After I sold my Mom's house she bought another house (I picked it out, did all the financials and it is the house we live in) and when my Mom passes I will inherit this house and to me that's enough "material" reward. No amount of money could give me the inner peace that I have now (maybe some will understand this, others will not).
That said, your question begs why 13 years later are you asking this? And were you happy with the $500 a month for the past 3 years? What changed now?
Jenna
I have also told them that should I be so unfortunate as to follow my mother down that yellow brick road, I don't want them to feel they have to care for me or even visit if it is difficult for them. Not everyone is cut out to care for an elder with dementia, and depending on when it hits, they may need to be working to ensure their own future (savings and SS), plus as we age it becomes difficult to provide care, part time or full time. I can't support my mother's weight and my house is not handicap accessible (ingress/egress and bathrooms are too small to modify), so the best I could do was take over her finances to preserve what she had and then educate myself about dementia, then start seeking a decent place for her. We tried hiring aides and although initially it was only 1 hr/day, it didn't last 2 months - she refused to let them in! The only other real option was a facility. She is close enough now for me to visit regularly (until lock down) and I manage everything else for her. IT is the best I could do to ensure she is safe and cared for.

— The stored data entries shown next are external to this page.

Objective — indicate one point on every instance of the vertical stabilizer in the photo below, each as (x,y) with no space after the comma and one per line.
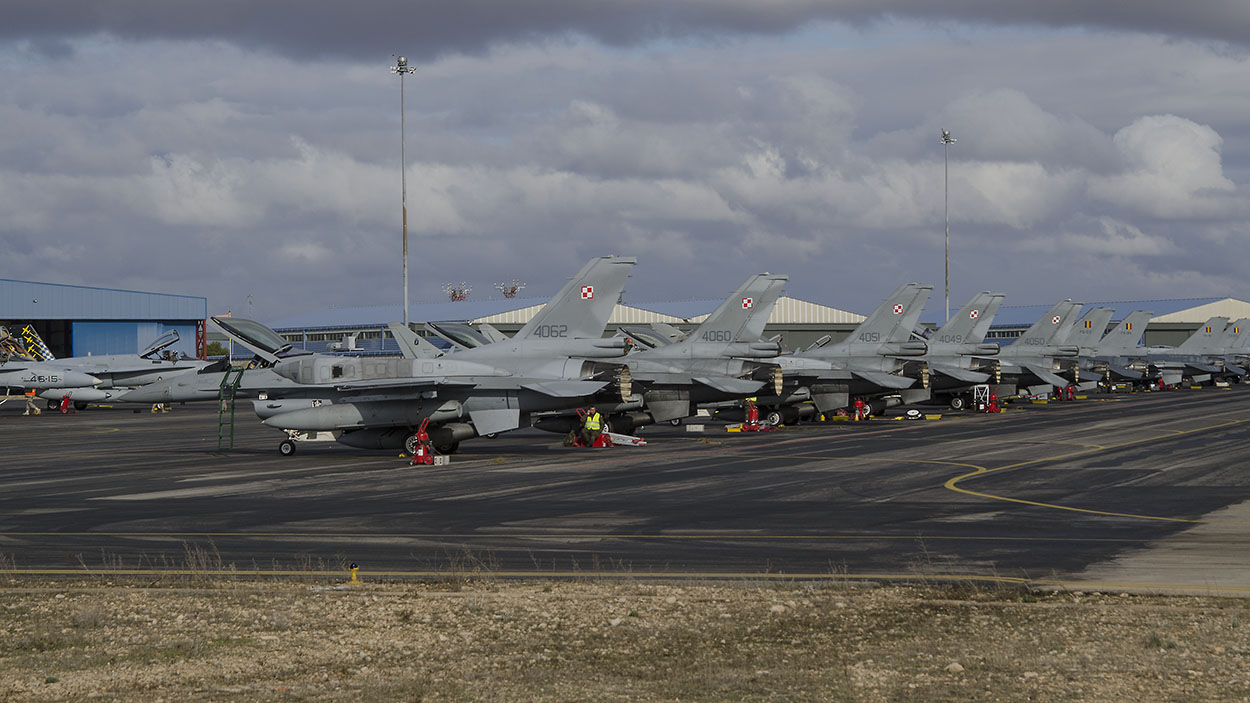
(34,345)
(1050,327)
(1090,328)
(1205,338)
(743,315)
(960,328)
(1125,337)
(581,308)
(894,319)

Your mom's money should take care of her personal needs, items, clothing, food, meds, doctor visits, bills, etc. After all, didn't you volunteer to take her in? I'm reminded of gospel recording artist Pastor Shirley Ceasar's song: NO CHARGE, maybe tou ahoukd listen to it. It goes on to say..."When you add it all up the total cost of real love(parents/children's love) is NO CHARGE."
Ridiculous to hit 'post' without taking reality into consideration.

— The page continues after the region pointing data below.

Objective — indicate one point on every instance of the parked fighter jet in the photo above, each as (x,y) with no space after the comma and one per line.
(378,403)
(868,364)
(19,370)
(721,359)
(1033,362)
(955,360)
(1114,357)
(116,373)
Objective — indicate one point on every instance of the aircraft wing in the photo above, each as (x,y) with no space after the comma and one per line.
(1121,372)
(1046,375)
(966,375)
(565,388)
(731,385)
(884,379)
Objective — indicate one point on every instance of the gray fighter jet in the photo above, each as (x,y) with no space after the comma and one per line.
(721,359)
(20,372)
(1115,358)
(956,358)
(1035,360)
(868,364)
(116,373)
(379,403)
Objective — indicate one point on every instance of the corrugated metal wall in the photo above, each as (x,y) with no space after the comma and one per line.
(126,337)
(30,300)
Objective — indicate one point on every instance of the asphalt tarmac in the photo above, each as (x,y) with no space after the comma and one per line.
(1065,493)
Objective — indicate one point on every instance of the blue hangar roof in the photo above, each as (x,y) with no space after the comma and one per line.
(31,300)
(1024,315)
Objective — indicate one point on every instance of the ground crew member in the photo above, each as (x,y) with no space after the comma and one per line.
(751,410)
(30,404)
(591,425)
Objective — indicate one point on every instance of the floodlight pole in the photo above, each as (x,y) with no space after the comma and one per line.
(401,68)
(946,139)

If I were an only child that would be a whole other scenario of course. Having multiple siblings who are not involved in the actual care changes things considerably. There was a time when I was criticized by one sibling for caring ‘too much’ when I was providing regular updates. I just don’t provide updates any longer and things are more peaceful.
Is she still handling her own finances? Is anyone joint on her checking account? Is she still competent? You say she can't be left alone so....?
How is her will structured? Is it an equal share between all children?
I can not advise on the nitty gritty of how to get paid for providing care without running into trouble like someone mentioned that this could be determined to be a gift if she ever needs gov't care.